Sexuality, meaning, and the human person
Human sexuality, in Catholic anthropology, is not a trivial or merely private matter. It is a profound dimension of the person. Sexuality expresses our call to love, communion, and self-gift. It is not simply about pleasure, but about meaning.
When sexuality is detached from relationship, responsibility, and personal integrity, the person becomes fragmented. The body is reduced to a site of stimulation, and desire becomes something to be managed or marketed rather than ordered toward love and the good of the person.
Such a diversion from the truth of who the human person is inevitably leads to the instrumentalisation, objectification, and commodification of men and women, who come to be viewed not as persons to be loved but as instruments, objects, and commodities to be bought, sold, and used.
It is within this moral and cultural framework that the inclusion of a sex toy for women in the Carnival goodie bag of a popular mas band must be evaluated.
From a Catholic perspective, this is not a harmless novelty, but a concrete manifestation of a deeper cultural disorder that both reflects and reinforces the objectification of the human person—here, particularly women—by reducing their dignity to use, consumption, and entertainment.
Even when such gestures are presented in the language of empowerment or freedom, they often replicate the same utilitarian logic that has long exploited women’s bodies, now repackaged as choice.
Catholic teaching insists that dignity is not enhanced by sexualisation, but by reverence for the person as a whole.
Why are these teachings so important?
Catholic teaching on human dignity and the human person is not an abstract theory reserved for theology classrooms. It shapes how we think, speak, and act—personally, socially, and politically—by offering a clear moral vision rooted in the Gospel.
At its core, this teaching provides a foundation for justice. If every human person possesses equal and inviolable dignity, then any system or practice that exploits, excludes, or dehumanises is fundamentally unjust.
Racism, human trafficking, violence, extreme poverty, corruption, and the routine loss of life are not merely social failures; they are moral failures grounded in a denial of human dignity.
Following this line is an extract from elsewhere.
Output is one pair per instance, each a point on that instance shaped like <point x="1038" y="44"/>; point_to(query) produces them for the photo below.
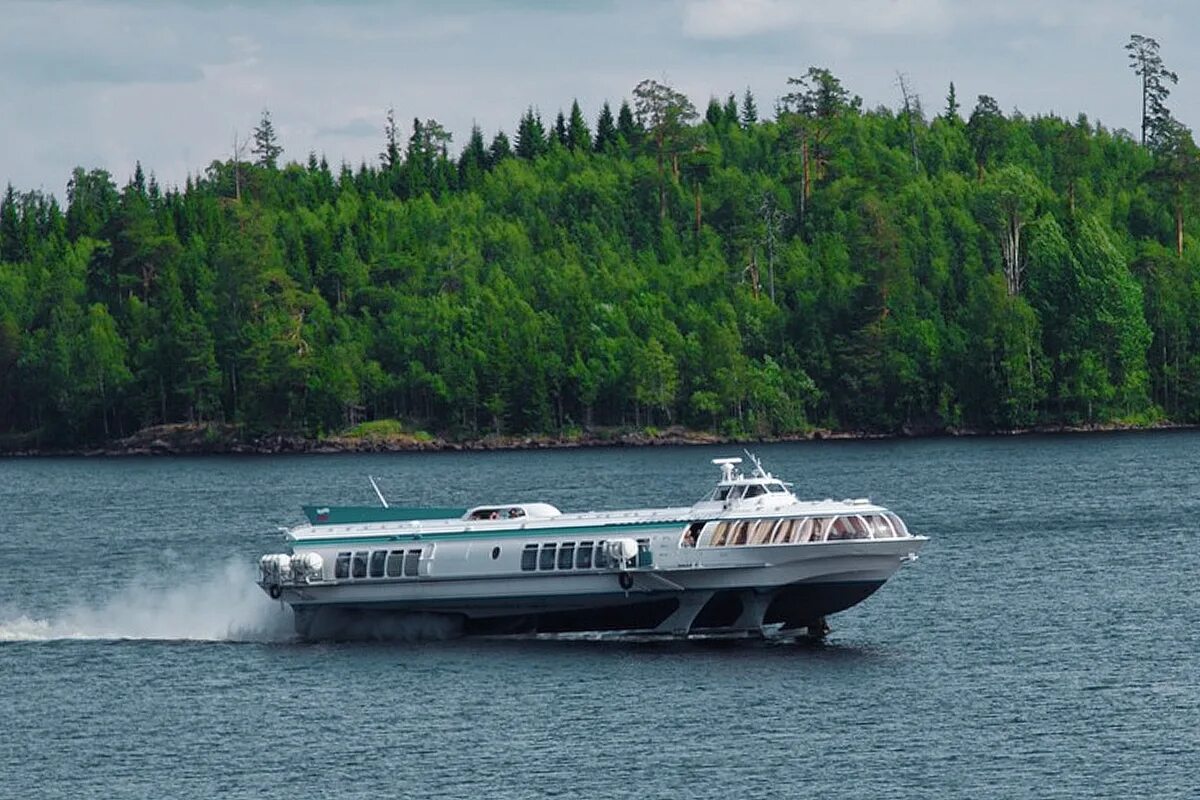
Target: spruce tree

This vision also challenges the modern ‘use-and-discard’ mentality that measures human worth by productivity, power, or utility. The Church insists that no-one is expendable. Human life is not valuable because it is useful; it is useful because it is valuable. This principle resists all forms of disposability, especially toward the poor, the vulnerable, and the marginalised.
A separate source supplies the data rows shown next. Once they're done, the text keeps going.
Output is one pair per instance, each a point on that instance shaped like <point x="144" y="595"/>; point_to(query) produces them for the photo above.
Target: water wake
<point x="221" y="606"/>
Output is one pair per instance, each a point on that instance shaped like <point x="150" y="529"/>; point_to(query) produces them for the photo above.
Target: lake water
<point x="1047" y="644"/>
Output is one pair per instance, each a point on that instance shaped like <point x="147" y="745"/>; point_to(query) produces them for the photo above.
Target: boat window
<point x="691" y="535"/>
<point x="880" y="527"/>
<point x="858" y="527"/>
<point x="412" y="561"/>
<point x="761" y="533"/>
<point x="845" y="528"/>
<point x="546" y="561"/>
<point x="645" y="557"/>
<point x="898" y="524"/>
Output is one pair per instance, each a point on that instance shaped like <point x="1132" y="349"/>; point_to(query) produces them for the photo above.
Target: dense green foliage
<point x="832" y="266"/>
Catholic anthropology further offers a critical lens on contemporary culture, particularly the growing objectification of women. In many cultural frameworks, the body—especially the female body—is detached from the person and treated as an object of display, consumption, and profit. Such practices distort the truth that the body is the visible expression of the person and undermine authentic human freedom.
Finally, this teaching shapes Catholic engagement in public life and grounds Christian hope. Defending human dignity requires moral clarity, consistency, and respect for every person. Because dignity comes from God, no circumstance ever erases it, and no human life is beyond reverence or redemption.
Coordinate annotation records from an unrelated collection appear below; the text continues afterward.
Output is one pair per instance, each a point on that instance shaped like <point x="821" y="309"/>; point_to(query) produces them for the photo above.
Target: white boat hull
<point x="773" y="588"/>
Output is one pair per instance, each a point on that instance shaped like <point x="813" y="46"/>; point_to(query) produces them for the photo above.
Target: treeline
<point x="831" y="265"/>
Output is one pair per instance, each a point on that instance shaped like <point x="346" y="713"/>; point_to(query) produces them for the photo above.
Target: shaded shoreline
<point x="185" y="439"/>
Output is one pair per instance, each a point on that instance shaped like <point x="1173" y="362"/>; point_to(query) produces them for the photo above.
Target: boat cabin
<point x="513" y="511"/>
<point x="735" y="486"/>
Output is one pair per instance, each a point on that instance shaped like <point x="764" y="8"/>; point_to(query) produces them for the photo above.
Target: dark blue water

Catholic anthropology ultimately asks us to see differently: to look at each person not as a problem, a threat, or a statistic, but as a brother or sister. This way of seeing does not ignore wrongdoing or social complexity, but it refuses to surrender compassion, truth, and justice to fear or cynicism.
In defending the dignity of the human person, the Church is not imposing an ideology. She is bearing witness to a truth about humanity itself, one that urgently and often needs repeating in our fractured world.